Die drei Gürtelsterne des Orion waren nun genau im Blickbereich des Fensters gerahmt. “Es ist gleich wieder soweit. Wenn ihr drei so gütig wäret und mir die Türe öffnet.”, wendete er sich an seine unsichtbaren Quälgeister. Die große Standuhr an der Wand links des Bettes, direkt neben dem zerbrochenen Schrank begann zu läuten.
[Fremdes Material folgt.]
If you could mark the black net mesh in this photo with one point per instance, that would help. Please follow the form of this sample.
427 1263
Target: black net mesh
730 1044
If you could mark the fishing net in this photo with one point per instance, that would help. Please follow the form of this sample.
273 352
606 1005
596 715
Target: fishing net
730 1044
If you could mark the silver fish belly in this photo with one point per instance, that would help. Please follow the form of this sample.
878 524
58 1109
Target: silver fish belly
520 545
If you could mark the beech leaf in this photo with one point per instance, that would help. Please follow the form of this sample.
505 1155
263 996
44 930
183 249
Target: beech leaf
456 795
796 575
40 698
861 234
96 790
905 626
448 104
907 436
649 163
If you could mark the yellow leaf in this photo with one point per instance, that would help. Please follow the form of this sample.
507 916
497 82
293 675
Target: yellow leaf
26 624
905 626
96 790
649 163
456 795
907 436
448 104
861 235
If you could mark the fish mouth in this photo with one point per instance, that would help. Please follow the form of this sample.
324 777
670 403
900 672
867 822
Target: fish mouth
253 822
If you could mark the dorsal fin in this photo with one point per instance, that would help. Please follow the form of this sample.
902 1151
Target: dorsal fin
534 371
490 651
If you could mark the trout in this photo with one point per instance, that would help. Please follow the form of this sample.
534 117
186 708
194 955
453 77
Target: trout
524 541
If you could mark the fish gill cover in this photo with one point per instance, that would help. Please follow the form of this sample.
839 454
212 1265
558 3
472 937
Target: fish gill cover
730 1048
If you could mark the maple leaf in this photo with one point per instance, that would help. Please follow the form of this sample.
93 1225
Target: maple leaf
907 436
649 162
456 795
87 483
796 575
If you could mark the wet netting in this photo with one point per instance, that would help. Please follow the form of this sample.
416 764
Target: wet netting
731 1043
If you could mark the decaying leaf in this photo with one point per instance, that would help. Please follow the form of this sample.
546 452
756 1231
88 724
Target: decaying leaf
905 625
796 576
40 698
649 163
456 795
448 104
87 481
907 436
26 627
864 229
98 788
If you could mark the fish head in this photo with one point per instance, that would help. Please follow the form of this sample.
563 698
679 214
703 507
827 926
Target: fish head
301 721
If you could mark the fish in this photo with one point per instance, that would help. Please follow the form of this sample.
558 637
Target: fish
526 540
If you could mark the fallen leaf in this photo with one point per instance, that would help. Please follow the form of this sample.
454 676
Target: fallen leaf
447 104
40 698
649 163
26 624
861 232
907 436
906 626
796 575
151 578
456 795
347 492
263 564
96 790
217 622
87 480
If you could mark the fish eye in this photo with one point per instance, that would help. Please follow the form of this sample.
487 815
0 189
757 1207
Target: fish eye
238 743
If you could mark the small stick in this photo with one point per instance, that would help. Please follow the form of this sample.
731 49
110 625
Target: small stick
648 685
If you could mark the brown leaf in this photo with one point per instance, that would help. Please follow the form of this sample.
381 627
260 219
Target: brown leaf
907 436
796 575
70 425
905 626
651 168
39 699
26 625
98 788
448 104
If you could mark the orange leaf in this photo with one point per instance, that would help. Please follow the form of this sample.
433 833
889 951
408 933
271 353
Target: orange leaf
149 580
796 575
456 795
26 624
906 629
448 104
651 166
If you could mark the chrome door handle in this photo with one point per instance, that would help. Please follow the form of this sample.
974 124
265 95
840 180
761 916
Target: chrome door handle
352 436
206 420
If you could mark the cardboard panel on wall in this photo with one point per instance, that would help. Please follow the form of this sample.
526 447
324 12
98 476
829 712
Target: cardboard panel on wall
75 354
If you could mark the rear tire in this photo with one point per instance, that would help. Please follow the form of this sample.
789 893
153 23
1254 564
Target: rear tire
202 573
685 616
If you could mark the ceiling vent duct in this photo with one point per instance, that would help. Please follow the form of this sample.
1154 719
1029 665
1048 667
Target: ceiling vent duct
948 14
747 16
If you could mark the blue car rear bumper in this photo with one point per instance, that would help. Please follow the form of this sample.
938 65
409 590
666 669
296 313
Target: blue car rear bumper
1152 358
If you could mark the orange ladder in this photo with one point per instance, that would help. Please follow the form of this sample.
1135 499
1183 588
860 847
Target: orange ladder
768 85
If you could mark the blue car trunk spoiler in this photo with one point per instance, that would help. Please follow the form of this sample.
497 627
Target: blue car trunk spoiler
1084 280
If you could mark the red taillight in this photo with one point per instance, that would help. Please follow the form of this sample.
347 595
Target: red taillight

“Sobald die Uhr ihr Liede singt,” begann Mintak. Alnilam setzte auf den zweiten Gong fort: “Und wir hier beisammen sind.” – “Dann Moltron ihr sein Blut erbringt”, schloss Alnitak den Reim ab.
Alsbald die drei ihren Spruch in hämischem Klang vollendet hatten, glitt wie von Zauberhand die hölzerne Tür zum Treppenhaus auf. Moltron blickte dem dunklen Abgang mit den gefährlich kurzen Stufen entgegen. Er wusste, was ihn erwartete. Was er jeden Tag zur selben Uhrzeit als Opfer geben musste. Und was ihn dennoch so faszinierte und gar ein wenig anmachte.
Er tastete sich das Geländer entlang hinunter und ignorierte dabei die höhnischen Gespräche der drei Stimmen, welche er nach den drei Gürtelsternen des Orion benannt hatte. Tot würden sie ihn gerne sehen. Wie nutzlose Lakaie hatten sie einen inneren Drang, alsbald es ihnen möglich war zu Matre zurückzukehren. Doch das war nur über den Tot Moltrons machbar. Sie hatten die Aufsicht, sie mussten ihn kontrollieren.
Moltron hatte die letzte Stufe der Treppe erreicht. An deren Ende war nichts außer einer hölzernen Tür. Ein faustgroßes Loch war auf Brusthöhe in die Latten gebrochen. Kahle, feuchte, gemusterte Tapeten drapierten den Abgang. Irgendjemand hatte mit feinem Pinselstrich ein breit grinsendes Gesicht mit weit aufgerissenen Augen an die Wand gemalt. Moltron konnte sich noch genau an das erste Mal erinnern, an welchem er von den Teufeln in den Keller geführt wurde. Er hatte Todesangst. Mittlerweile war diese vergangen, er hatte sich damit abgefunden, dass er verdammt war hier zu sterben.